A sixty-year saga of frostbite and fake news that follows the no-holds-barred battle between two legendary explorers to reach the North Pole, and the newspapers which stopped at nothing to get–and sell–the story.
“A first-rate title for readers fascinated by history and all who love a good dishy true story.”
"Polar controversy fuels the rise of the New York Times in this energetic debut from journalist Hartman...It's as bracing as a blast of Arctic air"
“Engrossing...[Hartman] is a natural storyteller who breathes life into the most obscure details, keeping readers invested as the tale progresses.”
—Kirkus *Starred Review*
"Absolutely gripping… a perfectly splendid read—I highly, highly recommend it” -- Douglas Preston, author of the #1 New York Times bestseller The Lost City of the Monkey God
In the fall of 1909, a pair of bitter contests captured the world’s attention. The American explorers Robert Peary and Frederick Cook both claimed to have discovered the North Pole, sparking a vicious feud that was unprecedented in international scientific and geographic circles. At the same time, the rivalry between two powerful New York City newspapers—the storied Herald and the ascendant Times—fanned the flames of the so-called polar controversy, as each paper financially and reputationally committed itself to an opposing explorer and fought desperately to defend him.
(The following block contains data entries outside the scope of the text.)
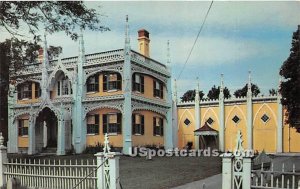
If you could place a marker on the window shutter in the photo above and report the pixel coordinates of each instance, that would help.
(97, 123)
(105, 123)
(119, 81)
(97, 82)
(161, 90)
(154, 87)
(133, 124)
(133, 82)
(154, 126)
(119, 118)
(105, 83)
(142, 83)
(161, 126)
(19, 92)
(30, 90)
(142, 124)
(58, 88)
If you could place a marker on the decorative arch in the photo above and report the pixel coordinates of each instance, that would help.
(59, 69)
(240, 110)
(152, 109)
(207, 111)
(269, 108)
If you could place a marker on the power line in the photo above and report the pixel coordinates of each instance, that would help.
(200, 30)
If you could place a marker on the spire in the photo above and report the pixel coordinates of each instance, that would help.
(127, 38)
(175, 90)
(197, 97)
(81, 48)
(249, 85)
(221, 95)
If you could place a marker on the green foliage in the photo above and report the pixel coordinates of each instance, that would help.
(190, 95)
(214, 93)
(290, 87)
(243, 91)
(54, 16)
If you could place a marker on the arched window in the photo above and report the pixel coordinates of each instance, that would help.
(25, 91)
(64, 87)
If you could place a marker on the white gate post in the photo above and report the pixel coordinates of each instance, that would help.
(226, 170)
(3, 160)
(100, 170)
(247, 172)
(113, 161)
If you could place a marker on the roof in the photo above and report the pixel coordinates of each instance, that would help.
(205, 130)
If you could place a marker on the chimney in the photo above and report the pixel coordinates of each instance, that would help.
(41, 55)
(144, 41)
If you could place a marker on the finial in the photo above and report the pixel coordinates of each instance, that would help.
(106, 148)
(168, 53)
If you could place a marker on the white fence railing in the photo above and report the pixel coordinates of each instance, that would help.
(237, 172)
(101, 173)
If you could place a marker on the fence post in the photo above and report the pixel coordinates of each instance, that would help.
(247, 172)
(113, 161)
(226, 170)
(100, 170)
(3, 160)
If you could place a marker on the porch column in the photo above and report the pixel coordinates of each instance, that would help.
(249, 115)
(31, 136)
(222, 116)
(61, 134)
(127, 109)
(280, 121)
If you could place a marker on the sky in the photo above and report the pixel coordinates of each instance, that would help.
(237, 37)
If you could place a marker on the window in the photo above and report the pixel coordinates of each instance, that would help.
(187, 122)
(93, 83)
(158, 89)
(138, 83)
(210, 121)
(37, 91)
(236, 119)
(25, 91)
(265, 118)
(23, 127)
(93, 124)
(158, 127)
(138, 123)
(112, 81)
(64, 87)
(112, 123)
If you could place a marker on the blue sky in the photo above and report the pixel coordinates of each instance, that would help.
(237, 37)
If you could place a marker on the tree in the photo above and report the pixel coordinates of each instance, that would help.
(54, 16)
(214, 93)
(272, 92)
(290, 87)
(243, 91)
(190, 95)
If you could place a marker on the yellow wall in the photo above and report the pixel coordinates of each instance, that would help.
(265, 134)
(232, 128)
(186, 133)
(115, 140)
(148, 138)
(148, 89)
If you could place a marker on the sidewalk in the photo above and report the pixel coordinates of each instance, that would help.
(213, 182)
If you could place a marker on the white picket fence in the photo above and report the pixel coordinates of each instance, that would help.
(237, 172)
(52, 174)
(73, 174)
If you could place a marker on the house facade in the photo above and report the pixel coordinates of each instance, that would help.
(71, 103)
The Herald was owned and edited by James Gordon Bennett, Jr., an eccentric playboy whose nose for news was matched only by his appetite for debauchery and champagne. The Times was published by Adolph Ochs, son of Jewish immigrants, who’d improbably rescued the paper from extinction and turned it into an emerging powerhouse. The battle between Cook and Peary would have enormous consequences for both newspapers, and help to determine the future of corporate media.
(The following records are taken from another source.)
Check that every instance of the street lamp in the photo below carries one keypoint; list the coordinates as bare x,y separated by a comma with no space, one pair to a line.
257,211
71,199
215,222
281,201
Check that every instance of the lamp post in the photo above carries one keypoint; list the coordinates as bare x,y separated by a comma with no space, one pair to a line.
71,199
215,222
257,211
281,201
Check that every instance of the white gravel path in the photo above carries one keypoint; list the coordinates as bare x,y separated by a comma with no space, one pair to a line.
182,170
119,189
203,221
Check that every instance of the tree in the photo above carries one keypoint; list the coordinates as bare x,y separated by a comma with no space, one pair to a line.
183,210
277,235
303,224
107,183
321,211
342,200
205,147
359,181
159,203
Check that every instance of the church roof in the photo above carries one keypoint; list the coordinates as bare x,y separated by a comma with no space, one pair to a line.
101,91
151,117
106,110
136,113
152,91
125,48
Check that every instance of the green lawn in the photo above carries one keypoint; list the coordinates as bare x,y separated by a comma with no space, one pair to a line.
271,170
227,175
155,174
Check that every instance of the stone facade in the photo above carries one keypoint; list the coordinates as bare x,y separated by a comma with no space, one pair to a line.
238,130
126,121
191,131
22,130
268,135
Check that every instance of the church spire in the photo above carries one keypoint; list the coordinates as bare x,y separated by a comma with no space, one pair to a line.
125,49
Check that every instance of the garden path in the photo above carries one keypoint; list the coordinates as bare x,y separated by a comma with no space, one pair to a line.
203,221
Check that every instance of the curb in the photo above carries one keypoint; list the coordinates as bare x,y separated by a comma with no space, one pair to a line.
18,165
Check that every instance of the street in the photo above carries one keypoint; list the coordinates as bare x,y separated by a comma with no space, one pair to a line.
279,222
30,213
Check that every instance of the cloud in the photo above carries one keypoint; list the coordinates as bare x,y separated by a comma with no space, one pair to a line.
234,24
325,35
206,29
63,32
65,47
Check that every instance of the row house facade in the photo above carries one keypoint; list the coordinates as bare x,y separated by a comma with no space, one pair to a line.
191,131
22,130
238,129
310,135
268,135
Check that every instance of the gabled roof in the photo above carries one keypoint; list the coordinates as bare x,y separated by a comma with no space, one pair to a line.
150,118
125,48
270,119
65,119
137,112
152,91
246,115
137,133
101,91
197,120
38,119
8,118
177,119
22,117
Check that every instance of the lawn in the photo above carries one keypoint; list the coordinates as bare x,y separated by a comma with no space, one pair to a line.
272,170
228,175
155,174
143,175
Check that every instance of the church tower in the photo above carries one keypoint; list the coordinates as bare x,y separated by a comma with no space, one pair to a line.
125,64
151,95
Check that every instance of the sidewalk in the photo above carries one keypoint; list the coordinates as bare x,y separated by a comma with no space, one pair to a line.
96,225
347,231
BATTLE OF INK AND ICE presents a frank portrayal of Arctic explorers, brave men who both inspired and deceived the public. It also sketches a vivid portrait of the newspapers that funded, promoted, narrated, and often distorted their exploits. It recounts a sixty-year saga of frostbite and fake news, one that culminates with an unjustly overlooked chapter in the origin story of the modern New York Times.
By turns tragic and absurd, BATTLE OF INK AND ICE brims with contemporary relevance, touching as it does on themes of class, celebrity, the ever-quickening news cycle, and the benefits and pitfalls of an increasingly interconnected world. Above all, perhaps, its cast of characters testifies—colorfully and compellingly—to the ongoing role of personality and publicity in American cultural life as the Gilded Age gave way to the twentieth century—the American century.
Darrell Hartman has written for The Wall Street Journal, The Financial Times, The Paris Review, Travel + Leisure, Condé Nast Traveler, and Granta. He holds a B.A. in literature from Yale University and is a member of The Explorers Club in New York. A native Mainer, he now lives with his wife, Dana, in the Catskills region of New York.